Blogging, as a business, is still relatively new, in that there are no set parameters that carry across industries within the medium. Since anybody and everybody can start a website these days (and so many just do), it becomes increasingly more difficult to weed out the legitimate businesses from the "fan" or otherwise amateur sites. New sites start up every day, making promises they often can't keep even if their intentions are good. They ask for content for a byline and exposure, saying they are "thisclose" to signing a great deal that would make you as a writer "very happy" if you worked there. Hence, you should take a chance and work there.
Even the better known blogs are struggling these days. Advertising money only brings in so much, and the more traffic directed to a site, the larger the costs associated with running the site, leaving any profits trickling-- rather than streaming-- down to those creating the content that is becoming so popular. They take on more interns or replace hard-working freelancers with younger writers just out of college who not only can and will work cheaper but are ready, willing, and able to be completely molded to what the site thinks is the next trend in voice or style.

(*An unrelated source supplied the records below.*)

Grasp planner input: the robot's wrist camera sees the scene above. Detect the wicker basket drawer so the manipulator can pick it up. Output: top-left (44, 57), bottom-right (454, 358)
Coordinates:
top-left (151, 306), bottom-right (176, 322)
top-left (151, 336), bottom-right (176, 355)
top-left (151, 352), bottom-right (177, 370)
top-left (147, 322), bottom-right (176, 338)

Or worse, they completely change terms of a contract, creating a complicated (and admittedly seemingly bogus) metric system as a way of paying for your article performance rather than the simple pay-per-click from which you had finally figured out how to best capitalize. All of a sudden, you are no longer merely a content contributor but you have to be a marketing coordinator-- not just for your own articles but for the site as a whole, as a brand, too-- or you won't see the same paychecks. It's not that it's double the work, but it's that it's a whole different kind of work, and perhaps not what you signed up for in the first place.
Hard to consider them legitimate businesses when they only deal in imaginary currency, though...
I'm not going to say which situation I have found myself in this week. It's probably pretty obvious for those of you who know me outside of this little online world and have heard me talk about my place(s) of recent employment. But I have said this before (and I'll say it again now): I started writing about pop culture because of a deep love and understanding of it and a desire to, for once, allow it to unite me with a group of people rather than set me apart as an odd-ball. I've always been interested in the creativity of it and in the art of writing itself. Crafting a story to highlight what I consider the most interesting, unique, or otherwise important aspects of a show or celebrity and opening a dialogue for like-minded people to share their own opinions and ideas and theories. But in the year I have been pursuing it as a full-time job, being a one-woman show as an independent contractor has forced me to focus on a lot of the bureaucratic business elements to the industry, and just like when I was in production and would run up against political or financial walls, I am finding that here, too, it is sucking the fun and love out of it.
Clearly it doesn't pay well, and when the love is stripped away, too, what's left?